Professor Juma was born to John Kwada Juma and Clementina Nabwire Juma in the village of Busia, in western Kenya, on June 9, 1953. He grew up nearby in Port Victoria.
“Port Victoria was as remote as it gets — a small fishing village on Lake Victoria at Kenya’s westernmost point,” said Ken Kobe, who taught Professor Juma while serving as a Peace Corps volunteer there in 1969-70.
After graduating from Egoji Teachers’ Training College in central Kenya in 1974, Professor Juma became a science teacher in Mombasa, a port city on the Indian Ocean. He went on to write so many letters to the editor of the Nairobi-based newspaper The Daily Nation that it hired him in 1978 to be its first full-time science and environment correspondent.
Wangari Maathai, the environmentalist who became the first African woman to win a Nobel Peace Prize, hired Professor Juma to work at a nonprofit in Nairobi. Encouraged by Ms. Maathai, he won a scholarship and earned a doctorate in science and technology policy studies in 1987 from the University of Sussex in England.
He met his wife, who also works in sustainable development, at a conference in Montreal. They married in 1987 and moved to Kenya.
Professor Juma experienced two major ecological disruptions in his childhood, Ms. Field-Juma said. One was the introduction of Nile perch to Lake Victoria to help the fishing industry. Though it did benefit the area economically for a time, it also contributed to the depletion, to near-extinction, of stocks of many other types of fish in the lake.

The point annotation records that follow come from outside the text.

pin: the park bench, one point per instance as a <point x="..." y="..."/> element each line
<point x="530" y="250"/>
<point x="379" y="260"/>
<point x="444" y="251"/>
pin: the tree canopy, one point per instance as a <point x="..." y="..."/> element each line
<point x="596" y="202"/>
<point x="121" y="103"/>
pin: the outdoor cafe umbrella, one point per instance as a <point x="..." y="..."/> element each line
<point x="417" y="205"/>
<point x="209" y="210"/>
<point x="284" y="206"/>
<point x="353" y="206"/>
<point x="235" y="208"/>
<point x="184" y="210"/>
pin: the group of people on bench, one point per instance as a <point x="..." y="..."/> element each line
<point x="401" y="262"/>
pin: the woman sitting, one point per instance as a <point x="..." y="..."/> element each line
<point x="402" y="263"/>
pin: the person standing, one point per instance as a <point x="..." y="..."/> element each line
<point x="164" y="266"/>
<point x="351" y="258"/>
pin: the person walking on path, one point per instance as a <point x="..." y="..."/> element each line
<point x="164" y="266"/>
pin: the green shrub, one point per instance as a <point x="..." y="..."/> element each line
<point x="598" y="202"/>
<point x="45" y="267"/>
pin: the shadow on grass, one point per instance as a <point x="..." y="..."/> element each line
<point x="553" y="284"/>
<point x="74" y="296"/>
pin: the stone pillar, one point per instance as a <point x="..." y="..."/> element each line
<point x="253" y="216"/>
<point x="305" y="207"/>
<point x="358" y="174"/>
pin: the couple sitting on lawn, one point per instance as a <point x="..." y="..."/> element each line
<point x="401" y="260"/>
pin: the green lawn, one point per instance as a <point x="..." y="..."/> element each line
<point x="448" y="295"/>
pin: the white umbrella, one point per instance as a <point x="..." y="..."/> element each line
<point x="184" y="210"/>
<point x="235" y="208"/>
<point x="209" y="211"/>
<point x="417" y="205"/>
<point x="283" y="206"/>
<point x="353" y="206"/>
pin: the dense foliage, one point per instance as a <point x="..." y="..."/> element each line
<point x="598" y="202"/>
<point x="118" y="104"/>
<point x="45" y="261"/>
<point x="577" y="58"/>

The second change was the British colonial government’s deforestation of much of the Port Victoria region, which dried out what had been a wet and fertile area. “The microclimate of that region was irreversibly changed,” Ms. Field-Juma said.
On his return to Kenya with his wife, he sought a scientific solution to the agricultural crisis.
“I started to run into all the people who had collected seeds of fruits and vegetables, mostly fruits, that had disappeared,” he said in an interview in 2003. “And some of them explained to me that those fruits have disappeared because the area had dried up. And they would pose this question to me: ‘You scientists, are you able to grow these fruits in places where there is less water?’ ”
Professor Juma recognized the potential of genetic modification to address such issues and to help solve Africa’s broader agricultural problems, distilling his thinking in the 1989 book “The Gene Hunters.”
The book helped pave the way for the Convention on Biological Diversity, a United Nations treaty signed by more than 150 governments in 1992 to protect the survival of diverse species and ecosystems.
Besides his wife, he is survived by his son, Eric, and his sister, Roselyda Nanjala.
Until he was hospitalized, Professor Juma had planned to host about 20 international students for Thanksgiving in Cambridge. Instead, he joined them from the hospital by Skype, sharing stories and discussing development with them.
“It was just what he wanted,” Ms. Field-Juma said, “and he wasn’t even there.”